Kaylee waved off his apology as she leaned to the side, giving the server room to place a delicate cup holding her after-dinner coffee in front of her. After thanking her, Kaylee turned back to Noah. “You had a meeting, and you offered to send a car. I don’t think that qualifies as being rude.”
With a playful frown, he said, “An offer you turned down. I hate that you have to make the drive back alone.”
As smitten as she was with Noah, she had to roll her eyes at that. “It’s a thirty-minute drive. I’ll survive.” Kaylee didn’t mention that the seed of doubt Penny had planted had prompted her to decline. It made her feel safer to have her own transportation, just in case. Not that I’ll need to escape, she thought, taking in Noah’s warm smile and amused blue eyes.

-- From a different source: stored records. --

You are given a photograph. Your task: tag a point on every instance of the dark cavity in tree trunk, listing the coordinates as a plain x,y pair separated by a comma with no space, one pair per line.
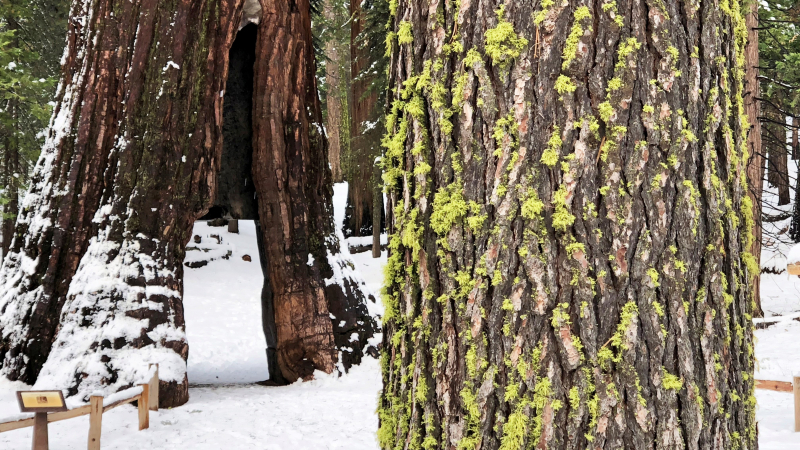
133,162
236,193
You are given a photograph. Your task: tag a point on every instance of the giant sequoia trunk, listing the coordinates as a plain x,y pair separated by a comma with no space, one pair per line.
569,261
92,288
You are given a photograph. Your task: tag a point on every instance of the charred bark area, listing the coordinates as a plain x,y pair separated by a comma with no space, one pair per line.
91,291
236,192
569,264
294,202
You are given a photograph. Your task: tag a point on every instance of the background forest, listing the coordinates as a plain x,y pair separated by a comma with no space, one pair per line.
366,52
352,63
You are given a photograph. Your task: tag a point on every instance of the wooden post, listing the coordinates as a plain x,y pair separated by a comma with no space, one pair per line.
95,421
154,390
144,409
40,438
796,404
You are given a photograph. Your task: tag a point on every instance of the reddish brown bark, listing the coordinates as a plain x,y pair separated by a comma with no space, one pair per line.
132,162
288,161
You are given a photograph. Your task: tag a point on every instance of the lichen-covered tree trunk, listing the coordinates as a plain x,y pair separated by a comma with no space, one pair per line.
91,292
569,262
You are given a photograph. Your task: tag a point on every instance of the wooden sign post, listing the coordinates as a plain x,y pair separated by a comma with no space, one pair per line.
40,403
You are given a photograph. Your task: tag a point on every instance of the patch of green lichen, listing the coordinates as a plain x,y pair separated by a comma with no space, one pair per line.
606,355
670,381
404,35
564,84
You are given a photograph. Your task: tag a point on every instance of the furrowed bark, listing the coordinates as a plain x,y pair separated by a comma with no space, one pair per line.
569,263
93,286
293,181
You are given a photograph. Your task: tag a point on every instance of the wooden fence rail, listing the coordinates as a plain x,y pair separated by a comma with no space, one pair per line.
785,386
145,394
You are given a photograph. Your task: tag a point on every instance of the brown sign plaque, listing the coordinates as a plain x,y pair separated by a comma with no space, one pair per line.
41,401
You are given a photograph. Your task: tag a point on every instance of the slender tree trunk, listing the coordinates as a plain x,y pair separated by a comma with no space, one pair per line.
12,172
93,293
569,262
777,157
377,209
334,101
364,142
755,165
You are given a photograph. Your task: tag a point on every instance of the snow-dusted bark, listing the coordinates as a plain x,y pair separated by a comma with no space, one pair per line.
92,288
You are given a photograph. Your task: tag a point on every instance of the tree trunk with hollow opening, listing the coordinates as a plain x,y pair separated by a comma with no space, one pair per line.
92,287
569,261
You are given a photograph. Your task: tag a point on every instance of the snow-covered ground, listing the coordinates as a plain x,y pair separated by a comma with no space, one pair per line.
227,411
226,355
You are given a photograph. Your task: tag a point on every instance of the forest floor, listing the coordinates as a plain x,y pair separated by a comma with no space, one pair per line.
226,410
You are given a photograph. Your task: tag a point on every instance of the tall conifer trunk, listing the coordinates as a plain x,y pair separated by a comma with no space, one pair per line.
91,292
569,262
755,166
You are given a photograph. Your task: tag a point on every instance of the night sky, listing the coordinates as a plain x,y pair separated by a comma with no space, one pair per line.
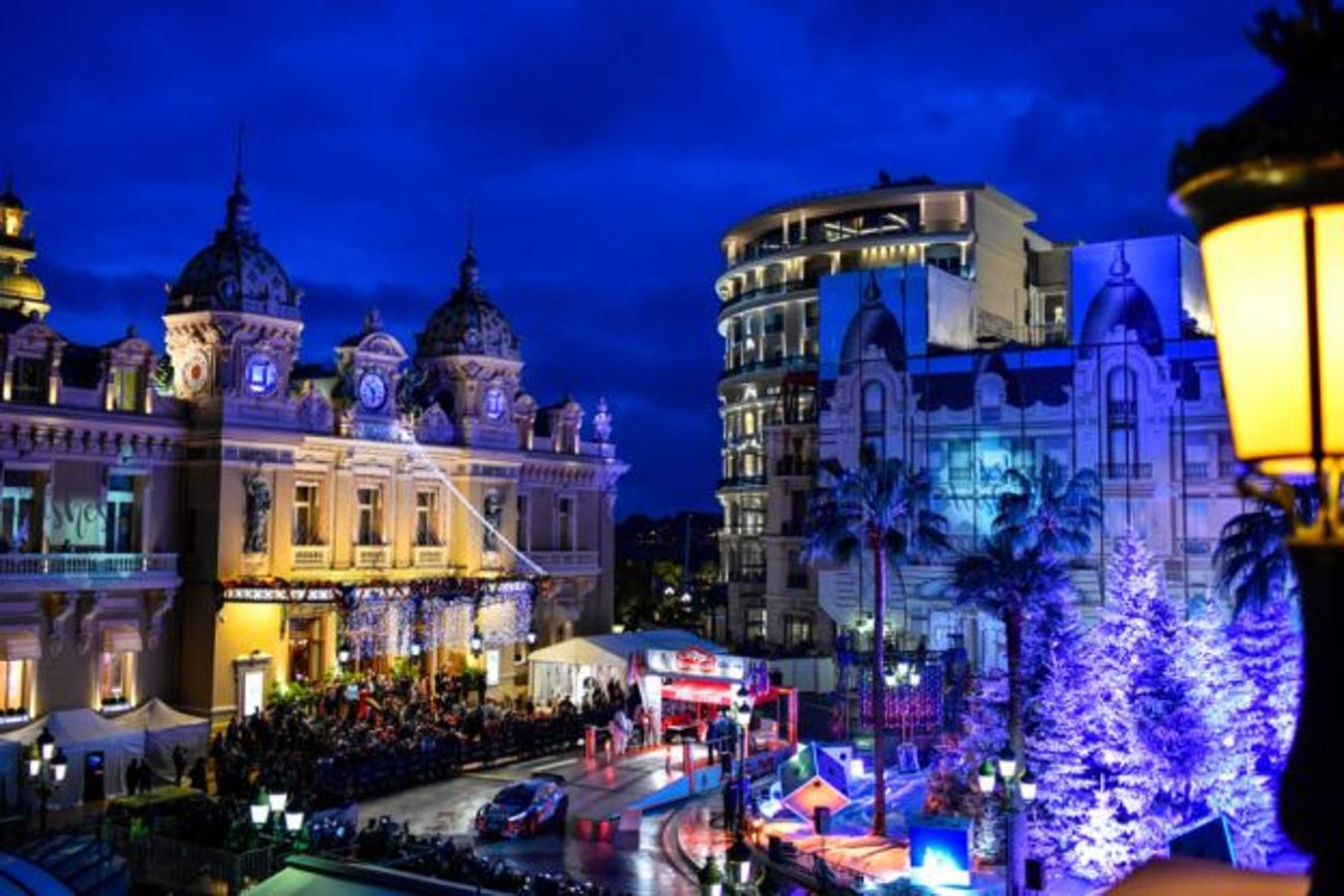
605,148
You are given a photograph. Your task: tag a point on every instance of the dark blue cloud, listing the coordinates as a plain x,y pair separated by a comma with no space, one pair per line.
605,145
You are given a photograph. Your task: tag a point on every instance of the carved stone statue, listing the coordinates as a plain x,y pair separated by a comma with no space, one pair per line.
257,514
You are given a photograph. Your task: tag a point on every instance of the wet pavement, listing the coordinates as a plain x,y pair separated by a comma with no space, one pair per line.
595,790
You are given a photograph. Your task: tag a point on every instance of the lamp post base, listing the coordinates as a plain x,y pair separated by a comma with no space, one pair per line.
1310,798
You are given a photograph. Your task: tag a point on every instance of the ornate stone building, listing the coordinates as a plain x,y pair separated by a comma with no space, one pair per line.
218,519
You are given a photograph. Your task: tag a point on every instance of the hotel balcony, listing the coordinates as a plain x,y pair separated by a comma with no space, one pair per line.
81,571
566,561
372,557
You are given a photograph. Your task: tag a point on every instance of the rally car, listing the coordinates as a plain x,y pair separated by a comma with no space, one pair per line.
525,807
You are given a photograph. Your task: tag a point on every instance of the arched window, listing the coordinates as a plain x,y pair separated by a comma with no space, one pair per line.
1121,421
875,416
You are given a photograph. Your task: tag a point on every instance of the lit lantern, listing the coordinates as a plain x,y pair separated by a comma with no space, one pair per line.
1027,784
1265,191
986,777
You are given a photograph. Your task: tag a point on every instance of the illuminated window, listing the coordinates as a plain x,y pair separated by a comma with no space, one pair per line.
797,630
564,524
30,380
115,675
126,388
1121,421
426,518
14,687
119,530
307,523
523,534
368,515
19,522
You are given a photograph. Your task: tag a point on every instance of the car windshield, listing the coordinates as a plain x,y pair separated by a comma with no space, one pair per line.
515,796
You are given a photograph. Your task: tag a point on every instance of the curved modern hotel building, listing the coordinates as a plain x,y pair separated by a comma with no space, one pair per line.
933,323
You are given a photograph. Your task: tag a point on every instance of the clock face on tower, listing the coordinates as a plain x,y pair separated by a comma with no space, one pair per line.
495,403
195,372
372,391
260,375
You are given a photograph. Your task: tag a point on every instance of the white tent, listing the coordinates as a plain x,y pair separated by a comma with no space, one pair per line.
78,734
561,668
165,729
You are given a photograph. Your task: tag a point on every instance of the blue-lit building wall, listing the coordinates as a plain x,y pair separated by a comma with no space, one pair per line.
1126,385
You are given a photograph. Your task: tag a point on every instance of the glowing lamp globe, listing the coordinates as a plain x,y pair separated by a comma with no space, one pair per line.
986,777
1027,784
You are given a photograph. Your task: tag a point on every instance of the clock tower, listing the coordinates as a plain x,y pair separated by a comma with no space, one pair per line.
233,326
471,361
368,375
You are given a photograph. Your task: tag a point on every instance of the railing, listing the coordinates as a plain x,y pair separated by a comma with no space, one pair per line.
111,565
564,560
372,555
429,557
742,483
311,557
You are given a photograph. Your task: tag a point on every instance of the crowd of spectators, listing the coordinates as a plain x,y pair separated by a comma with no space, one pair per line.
357,739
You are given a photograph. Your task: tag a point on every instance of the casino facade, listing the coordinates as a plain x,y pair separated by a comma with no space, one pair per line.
208,520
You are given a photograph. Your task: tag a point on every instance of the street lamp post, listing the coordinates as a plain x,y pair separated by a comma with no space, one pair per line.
47,769
1266,193
1018,790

Martin, Noah’s uncle, cleared his throat, drawing her attention to where he sat at the head of the table, framed by the wall of windows behind him. Darkness transformed the glass into a mirror, reflecting the enormous room back at them—as if it needed to look twice as big. The house was huge, set like an island on lush, irrigated, and landscaped acres. Kaylee couldn’t even imagine how much the sprawling LA property was worth.
As expensive as it must have been, the decorating scheme was a little too ostentatious for Kaylee’s taste. It felt as if everything had been chosen to impress visitors with the owner’s wealth, rather than to create a home. Although Kaylee had a healthy appreciation for financial stability, she was happy just to be able to pay her mortgage and buy food and have enough left over for some really nice shoes. The pushy glamour of Noah’s uncle’s home left her cold.